En ce qui concerne l'existence d'un moyen propre à créer un doute sérieux quant à la légalité des décisions contestées :

5. En l'état de l'instruction, compte tenu du parcours scolaire et universitaire de M. D C et de son projet professionnel, le moyen tiré de l'erreur manifeste dans l'appréciation des conséquences des décisions contestées sur sa situation personnelle est de nature à faire naître un doute sérieux quant à la légalité de ces décisions.

6. Les deux conditions fixées par les dispositions de l'article L. 521-1 du code de justice administrative étant remplies, il y a lieu d'ordonner la suspension des décisions par lesquelles le préfet de police a refusé le renouvellement du titre de séjour de M. D C.

Sur les conclusions à fin d'injonction :

7. L'exécution de la présente ordonnance implique qu'il soit enjoint au préfet de police de procéder au réexamen de la demande de renouvellement du titre de séjour de M. D C. Il y a lieu de lui enjoindre d'y procéder dans un délai de deux mois à compter de la notification de la présente ordonnance et, dans l'attente de cet examen, de lui délivrer une autorisation provisoire de séjour et de travail jusqu'à ce qu'il soit statué sur le recours au fond.
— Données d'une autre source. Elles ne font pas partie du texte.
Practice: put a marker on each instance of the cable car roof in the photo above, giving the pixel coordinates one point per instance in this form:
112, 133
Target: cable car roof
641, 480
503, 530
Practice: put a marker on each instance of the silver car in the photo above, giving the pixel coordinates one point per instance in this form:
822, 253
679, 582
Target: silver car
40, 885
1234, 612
Dans les circonstances de l'espèce, il n'y a pas lieu d'assortir cette injonction d'une astreinte.

Sur les frais du litige :

8. Il y a lieu, dans les circonstances de l'espèce de mettre à la charge de l'Etat une somme de 1 200 euros à verser à Me A, en application des dispositions de l'article 37 de la loi du 10 juillet 1991 et de l'article L. 761-1 du code de justice administrative sous réserve de sa renonciation à percevoir la part contributive de l'Etat au titre de l'aide juridictionnelle.

O R D O N N E :

Article 1er : L'exécution des décisions par lesquelles le préfet de police a refusé le renouvellement du titre de séjour de M. D C est suspendue.
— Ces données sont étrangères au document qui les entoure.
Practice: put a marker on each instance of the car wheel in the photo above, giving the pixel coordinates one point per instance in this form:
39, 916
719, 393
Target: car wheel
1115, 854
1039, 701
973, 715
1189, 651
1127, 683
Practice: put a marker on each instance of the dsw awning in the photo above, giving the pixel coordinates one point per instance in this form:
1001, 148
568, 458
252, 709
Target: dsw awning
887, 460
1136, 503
Article 2 : Il est enjoint au préfet de police de réexaminer la situation de M. D C dans un délai de deux mois à compter de la notification de la présente ordonnance et de lui délivrer dans l'attente de cet examen, une autorisation provisoire de séjour et de travail.

Article 3 : L'Etat versera à Mme A la somme de 1 200 euros en application de l'article 37 de la loi du 10 juillet 1991 et de l'article L. 761-1 du code de justice administrative sous réserve de sa renonciation à percevoir la part contributive de l'Etat au titre de l'aide juridictionnelle.

Article 4 : La présente ordonnance sera notifiée à M. B D C, à Me A et au ministre de l'intérieur et des outre-mer.

Copie en sera adressée au préfet de police.

Fait à Paris, le 22 juillet 2024.

La juge des référés,

S. Aubert

La République mande et ordonne au ministre de l'intérieur et des outre-mer en ce qui le concerne ou à tous commissaires de justice à ce requis en ce qui concerne les voies de droit commun contre les parties privées, de pourvoir à l'exécution de la présente décision.